If you need any kind testing please ping me. I'll take even experimental stuff, debug patches for future development and whatever else you may need.

Thx for developing this module.

ocerman commented 4 years ago

@abucodonosor thanks for testing. It looks it is working fine. Both Core and SOC values are present for both CPUs. Both Core/SoC voltages are fine. The current/power is probably not very accurate, but that is known issue.

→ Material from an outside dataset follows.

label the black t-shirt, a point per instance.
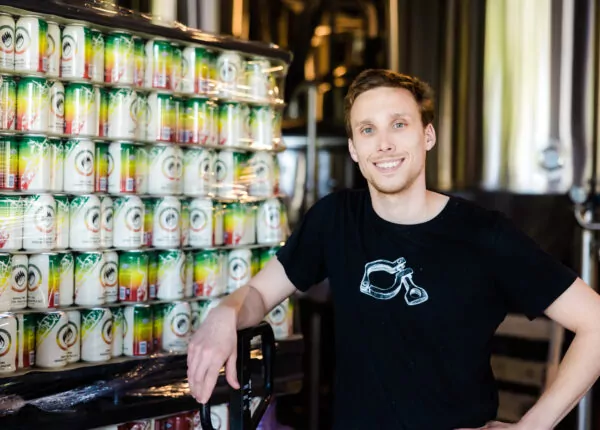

I will do another commit with updated sensor labels.

abucodonosor commented 4 years ago

@ocerman

To me, it seems SoC Voltage is read from the second CPU only, which can be checked at least from ipmi sensors.

crazy@ant:~/zenpower$ sensors zenpower-* | grep SVI2_SoC
SVI2_SoC:    938.00 mV 
SVI2_SoC:    938.00 mV 
crazy@ant:~/zenpower$ sudo ipmi-sensors | grep SOCRUN
3287 | P1_SOCRUN       | Voltage           | 0.98       | V     | 'OK'
3354 | P2_SOCRUN       | Voltage           | 0.94       | V     | 'OK'

That is 0.938V which matches P2_SOCRUN Voltage.

As for power and current, it may also depend on how the BIOS is set up, performance, powersave etc. But that is not much of an issue right now, at least it works.

ocerman commented 4 years ago

@abucodonosor can you try last commit? it should add cpu number to sensor labels when dual cpus are installed.

and for the soc: unfortunately don't know how to fix that.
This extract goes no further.